Post#20 » by fishercob » Tue Jun 23, 2015 6:22 pm

Wizardspride wrote:
nate33 wrote:I still would like to see evidence that stricter gun laws reduce crime. Currently, the poster child for gun control is the city of Chicago, one of the most crime-riddled cities in the nation.

Also, the Charleston shooter obtained his gun illegally. Reports are he either stole it from his mother, or his father give it to him for his birthday. Either is a violation of law. As usual, gun control laws only work on law abiding citizens. It is the law breakers who use the guns violently.

Nope.

Bought it legally.
http://www.nbcnews.com/storyline/charleston-church-shooting/charleston-church-gunman-dylann-roof-bought-pistol-locally-officials-n380341

Dylann Roof bought the semiautomatic handgun he used in last week's church shooting at a gun store 25 miles from his home, according to officials familiar with the sale.
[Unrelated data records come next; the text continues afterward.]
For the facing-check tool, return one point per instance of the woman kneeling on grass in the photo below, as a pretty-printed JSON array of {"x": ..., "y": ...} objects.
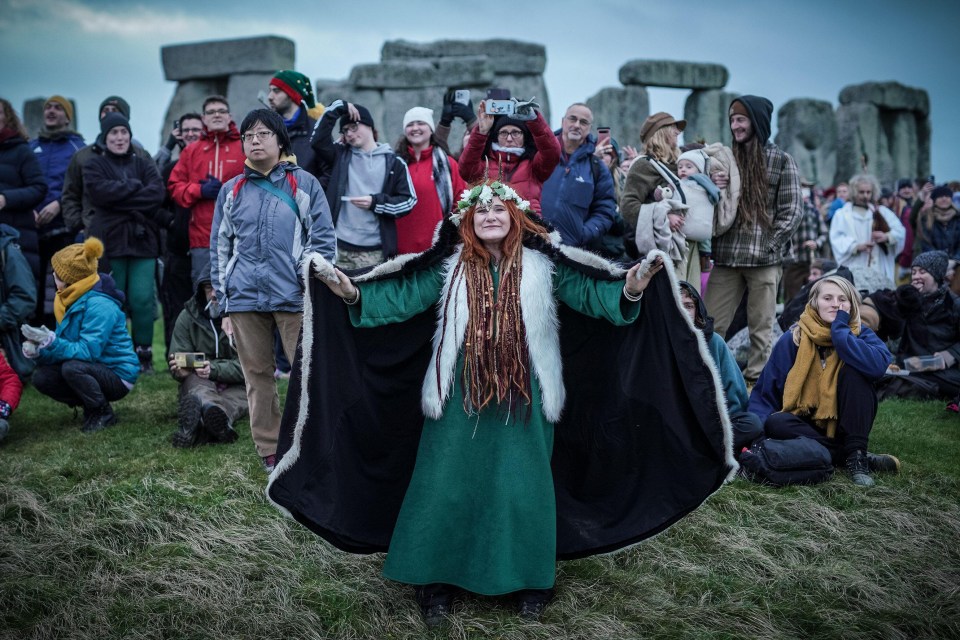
[
  {"x": 89, "y": 361},
  {"x": 819, "y": 381}
]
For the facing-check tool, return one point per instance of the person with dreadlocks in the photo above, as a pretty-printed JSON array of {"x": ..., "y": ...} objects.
[
  {"x": 530, "y": 438},
  {"x": 749, "y": 255}
]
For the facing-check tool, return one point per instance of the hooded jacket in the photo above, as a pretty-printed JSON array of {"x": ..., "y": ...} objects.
[
  {"x": 94, "y": 329},
  {"x": 525, "y": 174},
  {"x": 23, "y": 185},
  {"x": 578, "y": 208},
  {"x": 195, "y": 331},
  {"x": 218, "y": 154},
  {"x": 258, "y": 243}
]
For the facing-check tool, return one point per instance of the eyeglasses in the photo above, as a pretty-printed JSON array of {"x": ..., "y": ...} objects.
[
  {"x": 513, "y": 133},
  {"x": 259, "y": 135}
]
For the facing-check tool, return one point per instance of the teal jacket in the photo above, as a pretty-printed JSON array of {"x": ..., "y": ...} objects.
[{"x": 94, "y": 329}]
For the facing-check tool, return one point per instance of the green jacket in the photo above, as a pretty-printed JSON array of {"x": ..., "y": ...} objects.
[{"x": 195, "y": 332}]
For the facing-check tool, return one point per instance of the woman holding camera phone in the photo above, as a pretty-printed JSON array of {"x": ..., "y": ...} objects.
[{"x": 519, "y": 149}]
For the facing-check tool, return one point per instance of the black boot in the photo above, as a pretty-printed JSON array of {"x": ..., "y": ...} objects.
[{"x": 858, "y": 467}]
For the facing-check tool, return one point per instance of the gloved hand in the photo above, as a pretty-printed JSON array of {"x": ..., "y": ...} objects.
[
  {"x": 210, "y": 188},
  {"x": 41, "y": 336},
  {"x": 525, "y": 109}
]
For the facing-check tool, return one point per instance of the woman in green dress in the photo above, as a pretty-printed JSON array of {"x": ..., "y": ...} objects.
[{"x": 480, "y": 511}]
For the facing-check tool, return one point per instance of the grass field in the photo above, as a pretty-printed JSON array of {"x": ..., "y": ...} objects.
[{"x": 118, "y": 535}]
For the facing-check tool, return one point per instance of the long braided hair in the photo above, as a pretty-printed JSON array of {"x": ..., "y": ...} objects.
[{"x": 496, "y": 360}]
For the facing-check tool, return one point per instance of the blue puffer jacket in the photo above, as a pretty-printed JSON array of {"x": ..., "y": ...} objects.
[
  {"x": 579, "y": 209},
  {"x": 258, "y": 243},
  {"x": 94, "y": 329}
]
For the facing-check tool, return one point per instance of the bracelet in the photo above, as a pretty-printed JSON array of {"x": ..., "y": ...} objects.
[{"x": 631, "y": 298}]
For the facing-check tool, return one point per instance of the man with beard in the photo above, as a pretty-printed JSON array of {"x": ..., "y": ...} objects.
[
  {"x": 749, "y": 255},
  {"x": 54, "y": 148}
]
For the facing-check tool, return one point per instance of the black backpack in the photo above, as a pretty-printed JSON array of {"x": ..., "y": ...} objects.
[{"x": 783, "y": 462}]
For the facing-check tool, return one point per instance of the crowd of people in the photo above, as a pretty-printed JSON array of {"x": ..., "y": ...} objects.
[{"x": 230, "y": 227}]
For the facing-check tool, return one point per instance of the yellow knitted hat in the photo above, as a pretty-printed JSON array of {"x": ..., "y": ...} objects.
[{"x": 77, "y": 261}]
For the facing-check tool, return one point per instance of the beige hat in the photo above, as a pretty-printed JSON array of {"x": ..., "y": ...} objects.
[{"x": 658, "y": 121}]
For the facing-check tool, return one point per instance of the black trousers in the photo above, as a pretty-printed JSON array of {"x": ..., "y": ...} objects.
[
  {"x": 856, "y": 410},
  {"x": 79, "y": 383}
]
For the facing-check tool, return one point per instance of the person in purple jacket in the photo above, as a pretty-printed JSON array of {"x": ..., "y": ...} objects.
[{"x": 819, "y": 380}]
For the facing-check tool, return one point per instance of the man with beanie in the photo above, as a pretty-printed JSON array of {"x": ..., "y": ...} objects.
[
  {"x": 212, "y": 392},
  {"x": 89, "y": 360},
  {"x": 368, "y": 189},
  {"x": 75, "y": 217},
  {"x": 202, "y": 169},
  {"x": 749, "y": 255},
  {"x": 930, "y": 314},
  {"x": 291, "y": 95},
  {"x": 54, "y": 147},
  {"x": 577, "y": 198}
]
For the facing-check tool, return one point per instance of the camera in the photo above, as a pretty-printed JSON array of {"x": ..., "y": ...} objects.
[{"x": 190, "y": 360}]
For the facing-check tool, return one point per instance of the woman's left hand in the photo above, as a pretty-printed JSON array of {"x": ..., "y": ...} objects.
[{"x": 636, "y": 284}]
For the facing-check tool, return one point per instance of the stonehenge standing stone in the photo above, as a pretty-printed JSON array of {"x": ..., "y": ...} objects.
[
  {"x": 706, "y": 114},
  {"x": 237, "y": 69},
  {"x": 807, "y": 130},
  {"x": 888, "y": 123},
  {"x": 623, "y": 109}
]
Law enforcement officials say the transaction was entirely legal, despite a pending drug charge.


I'm all for gun control in theory. I think the second amendment is as outdated as the third amendment and if the framers had any inclination that gun technology would grow as it has, we'd never be in the mess that we are today. If I could I could nap my fingers and make us a gunless society, I would.

But I'm also a pragmatist. I think that Induveca and others are right -- the horse is out of the barn. There are so many guns out there right now that curbing (or even eliminating) access to new guns will only do so much -- if anything at all.

I also believe that if congress were to pass some sort of comprehensive gun ban (would never happen, but humor the hypothetical), people wouldn't turn in their now-illegal guns; trying to seize them would be bloody and disastrous. So unless the government is willing to go to literally war to get rid of guns, we are stuck with a society with lots of them.

The question then becomes, how can we get people to use them less? I think the answer has something to do with a robust economy and a strong middle class.